Two other parties, the People’s Democratic Movement (PDM) and The New Rivers Forum, have also been formed.
Much as politicians have accepted Abubakar’s transition programme, and have begun meeting and forming new parties, Nigeria’s vocal pro-democracy and human rights groups are skeptical about the sincerity of the new military leader to handover to civilian as promised on May 29, 1999.
Femi Falana of the Committee for the Defence of Human Rights (CDHR) said his group had detected a trail of inconsistencies in Abubakar’s statements. “In his first broadcast to the nation, he promised to complete (the late Gen. Sanni) Abacha’s transition which ends on October 1, 1998.”
“Now he has dismantled the five parties which backed Abacha (who died of a heart attack on Jun 7) and has asked for the formation of new parties”, he said.
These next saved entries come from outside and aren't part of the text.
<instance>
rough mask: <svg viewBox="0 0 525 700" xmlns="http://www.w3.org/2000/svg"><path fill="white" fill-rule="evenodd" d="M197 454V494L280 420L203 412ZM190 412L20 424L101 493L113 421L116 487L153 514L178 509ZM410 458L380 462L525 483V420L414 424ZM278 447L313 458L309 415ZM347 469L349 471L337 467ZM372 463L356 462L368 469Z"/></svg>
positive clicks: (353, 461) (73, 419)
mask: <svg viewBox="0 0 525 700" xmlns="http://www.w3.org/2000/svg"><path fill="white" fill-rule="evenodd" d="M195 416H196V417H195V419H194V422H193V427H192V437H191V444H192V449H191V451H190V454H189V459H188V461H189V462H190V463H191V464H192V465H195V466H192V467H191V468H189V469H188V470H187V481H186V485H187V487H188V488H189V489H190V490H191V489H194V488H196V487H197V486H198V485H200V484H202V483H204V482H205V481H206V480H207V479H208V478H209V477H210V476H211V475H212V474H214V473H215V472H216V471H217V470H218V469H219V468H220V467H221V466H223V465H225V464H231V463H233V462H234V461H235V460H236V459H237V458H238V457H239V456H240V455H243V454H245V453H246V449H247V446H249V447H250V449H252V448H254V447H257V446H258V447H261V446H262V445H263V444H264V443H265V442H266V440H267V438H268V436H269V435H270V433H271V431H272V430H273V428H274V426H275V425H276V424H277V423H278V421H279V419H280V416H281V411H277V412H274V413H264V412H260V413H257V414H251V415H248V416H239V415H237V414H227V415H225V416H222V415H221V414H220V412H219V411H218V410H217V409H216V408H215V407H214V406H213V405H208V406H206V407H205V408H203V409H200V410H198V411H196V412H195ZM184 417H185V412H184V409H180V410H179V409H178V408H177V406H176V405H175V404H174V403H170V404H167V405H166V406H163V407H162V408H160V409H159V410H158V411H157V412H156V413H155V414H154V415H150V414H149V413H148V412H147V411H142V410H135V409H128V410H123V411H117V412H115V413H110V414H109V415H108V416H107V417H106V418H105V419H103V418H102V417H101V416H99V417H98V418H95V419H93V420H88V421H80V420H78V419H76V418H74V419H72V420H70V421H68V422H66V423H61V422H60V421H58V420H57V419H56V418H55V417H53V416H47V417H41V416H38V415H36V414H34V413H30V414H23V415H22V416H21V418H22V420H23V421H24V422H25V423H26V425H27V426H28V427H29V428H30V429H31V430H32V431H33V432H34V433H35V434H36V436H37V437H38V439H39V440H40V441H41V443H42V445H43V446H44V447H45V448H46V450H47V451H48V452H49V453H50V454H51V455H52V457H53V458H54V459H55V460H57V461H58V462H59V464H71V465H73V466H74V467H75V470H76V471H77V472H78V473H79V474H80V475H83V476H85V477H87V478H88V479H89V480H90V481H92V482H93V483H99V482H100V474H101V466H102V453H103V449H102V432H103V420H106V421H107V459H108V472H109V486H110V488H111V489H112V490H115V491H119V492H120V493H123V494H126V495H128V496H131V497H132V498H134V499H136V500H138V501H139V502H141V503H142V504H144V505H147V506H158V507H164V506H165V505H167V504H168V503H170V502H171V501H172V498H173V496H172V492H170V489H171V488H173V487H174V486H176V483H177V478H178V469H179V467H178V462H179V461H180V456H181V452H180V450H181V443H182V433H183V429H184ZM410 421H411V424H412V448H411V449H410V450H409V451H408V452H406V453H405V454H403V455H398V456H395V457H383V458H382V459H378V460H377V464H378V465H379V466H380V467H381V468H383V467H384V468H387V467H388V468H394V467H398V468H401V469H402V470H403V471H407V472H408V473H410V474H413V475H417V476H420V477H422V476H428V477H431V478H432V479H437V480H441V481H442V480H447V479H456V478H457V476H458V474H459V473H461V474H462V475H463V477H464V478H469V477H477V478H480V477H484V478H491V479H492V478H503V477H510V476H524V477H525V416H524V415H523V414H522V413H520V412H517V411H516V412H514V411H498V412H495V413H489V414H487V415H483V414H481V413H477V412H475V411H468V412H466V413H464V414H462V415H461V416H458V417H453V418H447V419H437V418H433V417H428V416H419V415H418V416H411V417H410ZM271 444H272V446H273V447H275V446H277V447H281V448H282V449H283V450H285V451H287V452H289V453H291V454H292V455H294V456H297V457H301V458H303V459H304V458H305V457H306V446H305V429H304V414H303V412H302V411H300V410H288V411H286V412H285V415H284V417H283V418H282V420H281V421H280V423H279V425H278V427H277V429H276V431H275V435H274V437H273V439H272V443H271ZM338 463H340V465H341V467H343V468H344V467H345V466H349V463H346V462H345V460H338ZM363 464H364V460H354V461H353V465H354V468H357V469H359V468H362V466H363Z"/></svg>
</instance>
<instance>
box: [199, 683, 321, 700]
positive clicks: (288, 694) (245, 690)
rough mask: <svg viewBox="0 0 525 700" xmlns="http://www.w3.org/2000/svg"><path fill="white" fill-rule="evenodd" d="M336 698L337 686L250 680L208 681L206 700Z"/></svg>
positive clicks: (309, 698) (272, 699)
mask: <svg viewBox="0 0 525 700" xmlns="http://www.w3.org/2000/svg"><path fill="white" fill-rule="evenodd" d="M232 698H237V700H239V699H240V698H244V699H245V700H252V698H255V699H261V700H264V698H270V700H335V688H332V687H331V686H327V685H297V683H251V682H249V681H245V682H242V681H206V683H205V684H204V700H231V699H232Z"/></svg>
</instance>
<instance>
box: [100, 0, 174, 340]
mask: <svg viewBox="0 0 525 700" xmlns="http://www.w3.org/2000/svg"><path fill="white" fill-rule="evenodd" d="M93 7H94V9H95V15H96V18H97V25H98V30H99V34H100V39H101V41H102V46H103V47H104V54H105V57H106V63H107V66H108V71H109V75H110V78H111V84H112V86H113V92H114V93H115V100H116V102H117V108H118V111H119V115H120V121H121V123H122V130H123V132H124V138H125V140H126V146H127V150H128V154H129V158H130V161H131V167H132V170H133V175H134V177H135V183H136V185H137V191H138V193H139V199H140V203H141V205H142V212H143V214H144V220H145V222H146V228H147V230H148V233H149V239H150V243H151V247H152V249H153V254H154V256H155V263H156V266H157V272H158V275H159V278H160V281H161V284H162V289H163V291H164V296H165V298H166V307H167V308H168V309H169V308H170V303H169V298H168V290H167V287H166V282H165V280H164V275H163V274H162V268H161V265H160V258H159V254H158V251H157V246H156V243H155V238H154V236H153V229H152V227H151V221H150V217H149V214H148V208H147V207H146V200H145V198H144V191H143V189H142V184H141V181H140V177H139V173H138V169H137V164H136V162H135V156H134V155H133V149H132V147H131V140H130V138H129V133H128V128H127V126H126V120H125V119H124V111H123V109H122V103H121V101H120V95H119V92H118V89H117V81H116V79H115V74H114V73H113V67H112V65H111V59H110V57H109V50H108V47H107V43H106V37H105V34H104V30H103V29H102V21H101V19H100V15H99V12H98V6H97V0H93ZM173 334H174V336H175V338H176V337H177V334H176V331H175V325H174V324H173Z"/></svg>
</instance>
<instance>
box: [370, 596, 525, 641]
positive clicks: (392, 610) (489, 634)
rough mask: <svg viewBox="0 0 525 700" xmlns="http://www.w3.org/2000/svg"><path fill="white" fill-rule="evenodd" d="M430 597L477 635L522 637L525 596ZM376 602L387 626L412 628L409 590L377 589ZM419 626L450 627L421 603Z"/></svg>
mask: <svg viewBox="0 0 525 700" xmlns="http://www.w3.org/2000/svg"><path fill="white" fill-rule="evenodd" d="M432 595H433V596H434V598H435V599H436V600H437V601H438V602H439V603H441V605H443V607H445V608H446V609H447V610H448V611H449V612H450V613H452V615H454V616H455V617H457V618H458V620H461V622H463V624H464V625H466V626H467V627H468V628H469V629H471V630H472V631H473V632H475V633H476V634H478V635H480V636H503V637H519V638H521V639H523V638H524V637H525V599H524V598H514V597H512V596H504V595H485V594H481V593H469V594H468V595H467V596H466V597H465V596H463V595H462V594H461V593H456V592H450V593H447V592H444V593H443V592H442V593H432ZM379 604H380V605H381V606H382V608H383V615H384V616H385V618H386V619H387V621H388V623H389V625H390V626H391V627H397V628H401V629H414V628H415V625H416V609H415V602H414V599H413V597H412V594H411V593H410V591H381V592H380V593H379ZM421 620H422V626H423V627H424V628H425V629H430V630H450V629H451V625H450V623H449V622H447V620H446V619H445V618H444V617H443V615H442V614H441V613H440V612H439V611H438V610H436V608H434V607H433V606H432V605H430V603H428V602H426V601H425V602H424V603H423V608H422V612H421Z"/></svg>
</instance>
“And, under Abubakar’s transition programme, the proposed Electoral Commission will have the responsibility for registration of political parties, registration of voters and conduct of elections. How does he do all this within the short period when the Gen. Ibrahim Babangida’s government of which he was a party could not do it in eight years?” asked Falana.
Babangida ruled Nigeria from 1985 to 1993.
Falana said the CDHR knew all along it was not possible for the military to handover on October 1, 1998. “That was why we called for a Government of National Unity and a genuine National Conference that would have been organised by the civil society, not the military,” he said.
He said Nigerians and the international community which support Gen. Abubakar’s transition programme will realise they made a mistake.
His view is shared by the National Democratic Coalition (NADECO) and the Joint Action Committee on Nigeria (JACON), an umbrella of 55 pro-democracy and human rights groupings, which insist the military should quit on October 1, 1998 and that a Government of National Unity should be set to organise a national sovereign conference.
NADECO’s deputy chair Abraham Adesanya described Abubakar’s refusal to organise the national sovereign conference as a mistake.
“In NADECO’s reckoning, the rejection of the sovereign conference means further consolidation of the unjust and unbalanced federal structure that had given undue and undeserved advantage to particular sections of the country while reducing the others to servitude and second class citizens,” said Adesanya.
He was referring to the Hausa-Fulani ethnic group, from the north, which has dominated Nigeria’s politics and the army since independence from Britain in 1960.
Adding his voice to the debate, JACON’s Gani Fawehinmi urged Nigeria’s politicians to be “sensible for once and avoid being fooled into another round of endless transition” by the military.